Os doentes que necessitam de fármacos que podem condicionar a elevação das tensões oculares, como os corticoides em uso crónico, também devem ser avaliados regularmente. E se a subida da tensão ocular for súbita e significativa? Ocorrem habitualmente sintomas de alarme, como dor intensa peri-orbitária, cefaleias, vómitos, náuseas e perda súbita de visão. Esse quadro pode surgir em doentes com ângulo estreito da câmara anterior (ângulo formado entre a córnea e a raiz da íris, onde se localiza o canal de Schlemm), e que pode ser rastreado na biomicroscopia (observação da parte anterior do olho ao microscópio).

Esse quadro doloroso e súbito ocorre por encerramento desse ângulo, com falência temporária do canal de Schlemm em drenar o humor aquoso, que fica retido na parte anterior do olho, descompensando a córnea – tornando-a turva – o esfíncter da iris (o que condiciona o correto funcionamento de abertura e encerramento da pupila) e nervo ótico.

Esta situação é conhecida por “crise de ângulo fechado” e pode ser prevenida se o ângulo for identificado como estreito atempadamente. Nesses doentes de risco deve ser proposto iridotomia com laser, ou seja uma abertura de pequeno orifício na iris com laser, feito em ambulatório, de forma a criar uma via alternativa de escoamento do humor aquoso.

Alguns fármacos antidepressivos e ansiolíticos, com efeito sobre a contractibilidade da iris, devem ser evitados nestes doentes. A hipertensão ocular pode ocorrer noutras situações, como em caso de doenças inflamatórias oculares, como as uveítes, geralmente associadas a processos reumatológicos, em que as células inflamatórias oculares se infiltram na malha trabecular do canal de Schlemm, “entupindo-o”. O controlo das doenças sistémicas de base pode reduzir a ocorrência das uveítes e diminuir a necessidade dos fármacos anti-inflamatórios e anti hipertensores oculares.

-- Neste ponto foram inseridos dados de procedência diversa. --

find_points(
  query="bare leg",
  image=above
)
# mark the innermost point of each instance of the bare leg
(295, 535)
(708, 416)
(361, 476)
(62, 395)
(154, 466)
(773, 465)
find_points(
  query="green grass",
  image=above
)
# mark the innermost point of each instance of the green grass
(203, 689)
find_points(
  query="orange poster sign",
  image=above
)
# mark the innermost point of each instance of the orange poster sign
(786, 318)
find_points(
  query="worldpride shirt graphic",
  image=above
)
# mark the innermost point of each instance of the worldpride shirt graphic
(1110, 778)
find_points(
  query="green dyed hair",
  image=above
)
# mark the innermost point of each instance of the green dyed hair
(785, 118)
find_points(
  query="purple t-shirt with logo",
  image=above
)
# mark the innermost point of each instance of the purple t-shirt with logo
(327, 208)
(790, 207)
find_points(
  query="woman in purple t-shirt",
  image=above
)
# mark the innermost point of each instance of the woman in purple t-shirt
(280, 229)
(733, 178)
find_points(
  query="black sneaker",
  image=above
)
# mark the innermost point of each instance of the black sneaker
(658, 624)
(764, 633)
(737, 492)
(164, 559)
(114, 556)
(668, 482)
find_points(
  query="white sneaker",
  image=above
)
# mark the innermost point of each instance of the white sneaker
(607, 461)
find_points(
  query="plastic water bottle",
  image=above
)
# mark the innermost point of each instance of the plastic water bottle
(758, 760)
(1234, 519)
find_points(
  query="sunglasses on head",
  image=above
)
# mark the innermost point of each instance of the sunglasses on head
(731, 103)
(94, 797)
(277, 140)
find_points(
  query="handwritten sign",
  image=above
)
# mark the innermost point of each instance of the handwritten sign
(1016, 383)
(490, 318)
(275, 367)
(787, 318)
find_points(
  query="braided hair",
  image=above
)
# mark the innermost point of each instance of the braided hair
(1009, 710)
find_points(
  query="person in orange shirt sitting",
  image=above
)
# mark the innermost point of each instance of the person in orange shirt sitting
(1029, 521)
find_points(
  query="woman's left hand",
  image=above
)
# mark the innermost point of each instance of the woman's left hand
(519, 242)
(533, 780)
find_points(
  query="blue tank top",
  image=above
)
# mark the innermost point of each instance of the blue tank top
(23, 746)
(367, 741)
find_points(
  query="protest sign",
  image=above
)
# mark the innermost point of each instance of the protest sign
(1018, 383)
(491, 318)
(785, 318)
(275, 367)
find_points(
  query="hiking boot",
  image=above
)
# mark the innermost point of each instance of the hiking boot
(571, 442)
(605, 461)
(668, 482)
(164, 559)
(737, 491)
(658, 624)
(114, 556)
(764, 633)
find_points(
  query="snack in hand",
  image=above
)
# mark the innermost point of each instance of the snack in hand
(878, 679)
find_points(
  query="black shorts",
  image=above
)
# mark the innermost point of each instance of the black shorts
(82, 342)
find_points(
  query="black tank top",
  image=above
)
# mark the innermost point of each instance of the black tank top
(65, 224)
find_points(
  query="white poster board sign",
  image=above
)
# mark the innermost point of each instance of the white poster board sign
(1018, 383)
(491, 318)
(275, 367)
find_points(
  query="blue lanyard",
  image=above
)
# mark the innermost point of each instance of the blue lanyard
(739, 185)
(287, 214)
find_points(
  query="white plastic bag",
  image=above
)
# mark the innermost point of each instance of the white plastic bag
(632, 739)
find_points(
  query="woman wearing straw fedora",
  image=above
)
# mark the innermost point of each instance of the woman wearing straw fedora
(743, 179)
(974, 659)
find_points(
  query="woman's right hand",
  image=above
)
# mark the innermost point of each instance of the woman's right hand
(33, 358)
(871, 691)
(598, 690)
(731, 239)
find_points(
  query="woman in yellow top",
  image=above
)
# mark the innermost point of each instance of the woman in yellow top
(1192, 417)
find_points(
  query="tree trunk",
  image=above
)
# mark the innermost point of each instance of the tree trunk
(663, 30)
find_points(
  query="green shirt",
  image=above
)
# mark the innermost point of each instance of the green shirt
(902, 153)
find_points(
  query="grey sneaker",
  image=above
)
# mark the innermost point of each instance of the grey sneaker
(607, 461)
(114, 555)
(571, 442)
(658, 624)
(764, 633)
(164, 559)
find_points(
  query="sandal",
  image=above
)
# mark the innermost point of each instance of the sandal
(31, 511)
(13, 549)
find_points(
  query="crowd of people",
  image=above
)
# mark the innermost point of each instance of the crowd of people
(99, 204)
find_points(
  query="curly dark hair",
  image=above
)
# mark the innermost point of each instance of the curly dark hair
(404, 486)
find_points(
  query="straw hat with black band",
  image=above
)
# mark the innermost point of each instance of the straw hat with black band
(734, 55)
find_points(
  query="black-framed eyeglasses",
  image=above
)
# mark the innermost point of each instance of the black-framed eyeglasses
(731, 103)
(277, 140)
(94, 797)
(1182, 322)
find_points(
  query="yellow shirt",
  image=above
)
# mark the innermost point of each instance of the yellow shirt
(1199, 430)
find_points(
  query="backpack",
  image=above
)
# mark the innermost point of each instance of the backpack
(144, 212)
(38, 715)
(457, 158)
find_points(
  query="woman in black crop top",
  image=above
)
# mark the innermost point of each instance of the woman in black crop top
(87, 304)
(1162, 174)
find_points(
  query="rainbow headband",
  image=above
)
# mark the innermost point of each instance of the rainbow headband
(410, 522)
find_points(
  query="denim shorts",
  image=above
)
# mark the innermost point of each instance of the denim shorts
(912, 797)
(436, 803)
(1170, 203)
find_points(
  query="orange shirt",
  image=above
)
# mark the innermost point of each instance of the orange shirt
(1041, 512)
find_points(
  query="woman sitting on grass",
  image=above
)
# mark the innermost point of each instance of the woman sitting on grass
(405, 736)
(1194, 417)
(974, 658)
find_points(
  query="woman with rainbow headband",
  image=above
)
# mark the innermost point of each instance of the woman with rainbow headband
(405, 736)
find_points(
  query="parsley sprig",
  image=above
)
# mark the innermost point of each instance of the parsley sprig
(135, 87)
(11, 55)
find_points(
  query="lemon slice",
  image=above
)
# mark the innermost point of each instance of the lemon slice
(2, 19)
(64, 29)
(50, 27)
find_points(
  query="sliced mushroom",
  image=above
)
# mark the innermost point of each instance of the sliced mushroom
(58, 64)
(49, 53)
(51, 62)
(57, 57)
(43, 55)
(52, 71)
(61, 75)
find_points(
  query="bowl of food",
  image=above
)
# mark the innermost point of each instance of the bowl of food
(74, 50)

E se houver hipotensão ocular? Se o doente tiver sido submetido a cirurgia ocular recente pode significar que as incisões não estão estanques, com risco de hipotonia, descolamento da coroide (camada de tecido vascular que reveste parede posterior do globo), perda de visão e de infeções.

Se o doente sofreu um traumatismo recente, é habitualmente sinal de extrema gravidade por traumatismo do corpo ciliar (que contém os processos ciliares, responsáveis pela produção do humor aquoso) e risco de hipotonia permanente. Se nenhuma situação destas tiver ocorrido é provável que a hipotensão seja fisiológica e, deste modo, não cursa habitualmente com nenhuma das complicações descritas anteriormente.

Da próxima vez que for a uma consulta de Oftalmologia, informe-se sobre a sua tensão ocular e sobre a sua situação clínica.